Vaderlandsch woordenboek

Jacobus Kok (1780)

Gepubliceerd op 30-01-2024

LEKKERKERK en ZUIDBROEK

betekenis & definitie

[/I]in de Krimpenerwaard, hoewel twee onderscheidene Ambagten, behooren, egter, onder eene zelfde Hooge of Vrije Heerlijkheid. Lekkerkerk legt ten Zuiden arm de Lek, ten Noorden aan Ouderkerk, Berkoude en Zuidbroek, ten Oosten en Westen aan Berg-Ambagt en Krimpen op de Lek. Zuidbroek legt ten Noorden aan Stolwijk, tusschen Berg-Ambagt en Berkoude. Hoewel van kleinen uitgebreidheid volgens de opgave in de Lijsten van Verpondingen, worden de beide Ambagten te zamen begroot op veertienhonderd drieënnegentig Morgens.

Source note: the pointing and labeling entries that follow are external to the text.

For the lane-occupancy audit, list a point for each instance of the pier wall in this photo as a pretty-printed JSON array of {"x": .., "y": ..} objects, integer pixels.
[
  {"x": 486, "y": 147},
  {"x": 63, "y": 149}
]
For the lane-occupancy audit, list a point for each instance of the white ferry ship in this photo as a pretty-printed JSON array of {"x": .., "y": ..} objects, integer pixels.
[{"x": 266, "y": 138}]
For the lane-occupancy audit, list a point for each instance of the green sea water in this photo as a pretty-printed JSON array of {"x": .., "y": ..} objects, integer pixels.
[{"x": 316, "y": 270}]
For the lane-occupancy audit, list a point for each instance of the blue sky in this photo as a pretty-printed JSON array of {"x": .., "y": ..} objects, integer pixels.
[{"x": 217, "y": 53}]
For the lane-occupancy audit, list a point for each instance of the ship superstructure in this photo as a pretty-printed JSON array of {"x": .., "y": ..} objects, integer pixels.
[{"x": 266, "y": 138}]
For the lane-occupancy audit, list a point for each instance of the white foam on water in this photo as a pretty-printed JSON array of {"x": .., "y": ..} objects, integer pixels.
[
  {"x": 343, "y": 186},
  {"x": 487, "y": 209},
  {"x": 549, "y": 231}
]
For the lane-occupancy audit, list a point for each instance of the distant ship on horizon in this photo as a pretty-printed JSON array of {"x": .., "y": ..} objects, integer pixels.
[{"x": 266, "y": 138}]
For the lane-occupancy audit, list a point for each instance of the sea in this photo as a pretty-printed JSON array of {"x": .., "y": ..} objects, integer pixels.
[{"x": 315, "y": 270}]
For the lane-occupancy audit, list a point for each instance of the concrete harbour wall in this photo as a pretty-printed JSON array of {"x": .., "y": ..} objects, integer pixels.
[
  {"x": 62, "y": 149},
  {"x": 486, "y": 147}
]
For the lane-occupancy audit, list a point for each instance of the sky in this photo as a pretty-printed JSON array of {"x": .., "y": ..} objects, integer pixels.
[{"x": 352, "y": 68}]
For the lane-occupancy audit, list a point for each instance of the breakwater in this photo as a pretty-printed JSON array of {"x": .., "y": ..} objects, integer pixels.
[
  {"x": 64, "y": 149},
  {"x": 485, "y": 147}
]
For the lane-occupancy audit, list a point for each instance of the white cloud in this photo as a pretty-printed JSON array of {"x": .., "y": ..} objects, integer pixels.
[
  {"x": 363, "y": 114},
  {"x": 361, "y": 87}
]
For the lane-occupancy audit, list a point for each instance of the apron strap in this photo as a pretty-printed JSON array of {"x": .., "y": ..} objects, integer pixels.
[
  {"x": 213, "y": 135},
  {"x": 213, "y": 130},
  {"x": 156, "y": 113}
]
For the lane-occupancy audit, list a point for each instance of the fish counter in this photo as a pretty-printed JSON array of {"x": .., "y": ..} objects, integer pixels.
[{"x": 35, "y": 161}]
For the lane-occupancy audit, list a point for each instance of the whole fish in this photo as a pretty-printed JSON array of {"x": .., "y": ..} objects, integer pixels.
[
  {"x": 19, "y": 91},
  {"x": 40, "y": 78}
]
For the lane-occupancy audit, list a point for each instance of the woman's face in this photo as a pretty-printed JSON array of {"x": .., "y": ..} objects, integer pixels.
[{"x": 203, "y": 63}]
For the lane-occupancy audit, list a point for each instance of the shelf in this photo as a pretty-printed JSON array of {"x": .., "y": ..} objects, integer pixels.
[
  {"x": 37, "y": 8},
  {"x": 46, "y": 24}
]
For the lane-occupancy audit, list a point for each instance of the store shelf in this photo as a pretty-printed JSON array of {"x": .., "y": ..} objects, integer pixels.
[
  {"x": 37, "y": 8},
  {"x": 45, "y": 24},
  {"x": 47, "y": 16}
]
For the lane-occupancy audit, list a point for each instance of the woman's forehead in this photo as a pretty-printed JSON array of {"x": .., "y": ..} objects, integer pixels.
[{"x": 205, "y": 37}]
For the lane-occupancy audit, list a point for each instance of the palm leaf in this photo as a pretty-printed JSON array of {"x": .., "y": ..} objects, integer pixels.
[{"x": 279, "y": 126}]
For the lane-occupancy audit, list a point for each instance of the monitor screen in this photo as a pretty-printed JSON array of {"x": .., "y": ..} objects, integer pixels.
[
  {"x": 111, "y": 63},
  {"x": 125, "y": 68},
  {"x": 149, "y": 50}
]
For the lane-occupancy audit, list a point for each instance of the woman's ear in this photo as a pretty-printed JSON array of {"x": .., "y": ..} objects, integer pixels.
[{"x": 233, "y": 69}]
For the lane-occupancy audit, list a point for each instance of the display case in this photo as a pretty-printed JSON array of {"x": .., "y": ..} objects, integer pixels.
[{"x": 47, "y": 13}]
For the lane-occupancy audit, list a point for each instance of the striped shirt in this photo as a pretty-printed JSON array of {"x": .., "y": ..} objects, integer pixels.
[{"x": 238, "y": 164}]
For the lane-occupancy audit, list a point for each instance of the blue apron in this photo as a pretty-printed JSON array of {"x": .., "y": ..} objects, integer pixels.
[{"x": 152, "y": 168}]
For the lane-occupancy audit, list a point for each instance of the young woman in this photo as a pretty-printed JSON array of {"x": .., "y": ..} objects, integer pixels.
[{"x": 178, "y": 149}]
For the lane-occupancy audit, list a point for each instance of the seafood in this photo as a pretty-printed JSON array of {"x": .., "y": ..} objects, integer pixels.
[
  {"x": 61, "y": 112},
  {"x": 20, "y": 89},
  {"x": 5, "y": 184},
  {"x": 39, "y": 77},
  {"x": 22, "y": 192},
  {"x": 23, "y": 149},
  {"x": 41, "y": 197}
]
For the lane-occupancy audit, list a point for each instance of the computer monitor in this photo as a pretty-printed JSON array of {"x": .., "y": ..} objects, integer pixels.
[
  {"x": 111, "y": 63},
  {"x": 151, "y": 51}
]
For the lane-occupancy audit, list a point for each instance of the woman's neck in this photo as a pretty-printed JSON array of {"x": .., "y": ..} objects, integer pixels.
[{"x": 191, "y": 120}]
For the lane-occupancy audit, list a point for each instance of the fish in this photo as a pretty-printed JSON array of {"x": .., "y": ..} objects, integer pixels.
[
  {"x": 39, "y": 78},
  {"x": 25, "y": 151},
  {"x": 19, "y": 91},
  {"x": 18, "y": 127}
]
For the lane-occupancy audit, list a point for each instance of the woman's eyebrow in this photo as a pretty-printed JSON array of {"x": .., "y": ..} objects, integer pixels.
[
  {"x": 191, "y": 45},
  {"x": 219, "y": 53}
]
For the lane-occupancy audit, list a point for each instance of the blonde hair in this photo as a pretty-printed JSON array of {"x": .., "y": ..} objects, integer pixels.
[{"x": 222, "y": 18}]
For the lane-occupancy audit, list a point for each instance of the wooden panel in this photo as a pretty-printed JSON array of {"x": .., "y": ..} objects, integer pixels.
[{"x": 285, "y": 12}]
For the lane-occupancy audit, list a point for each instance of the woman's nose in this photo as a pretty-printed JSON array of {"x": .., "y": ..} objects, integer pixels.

Naar inhoud der Lijsten, zou, in het tijdverloop eener eeuwe, te weeten van den Jaare 1632 tot in den Jaare 1732, het getal der Huizen van honderdvierenzestig tot tweehonderdzevenentachtig zijn aangegroeid. Verre de minsten, slegts veertien naameliijk, staan daar van te Zuidbroek. Lekkerkerk is een fraai en deftig Dorp, meestendeels benedensdijks gebouwd. De Kerk is tamelijk groot, en heeft een Toren, waar van zo wel het spits als muurwerk vierkant is. In den Herberg bewaart men eene geschilderde afbeelding van een voormaaligen inwooner van dit Dorp, GERRIT BASTIAANSZ genaamd, befaamd om zijne ongemeene lengte; deeze haalde negenennegentig Duimen, dat is, acht voeten en drie duimen. Naar gelange van zijne hoogte was hij sterk van kragten, doch daar bij goedaartig en zagt van inborst. De Zalmvisscherij, de hoofdneering van dit Dorp, was ook zijn bedrijf. Om de zeldzaamheid heeft men ’er lang bewaard, of bewaart ze, misschien, nog heden, een Schenkel van zijn Been en van zijne Dije, nevens eene zijner Muilen.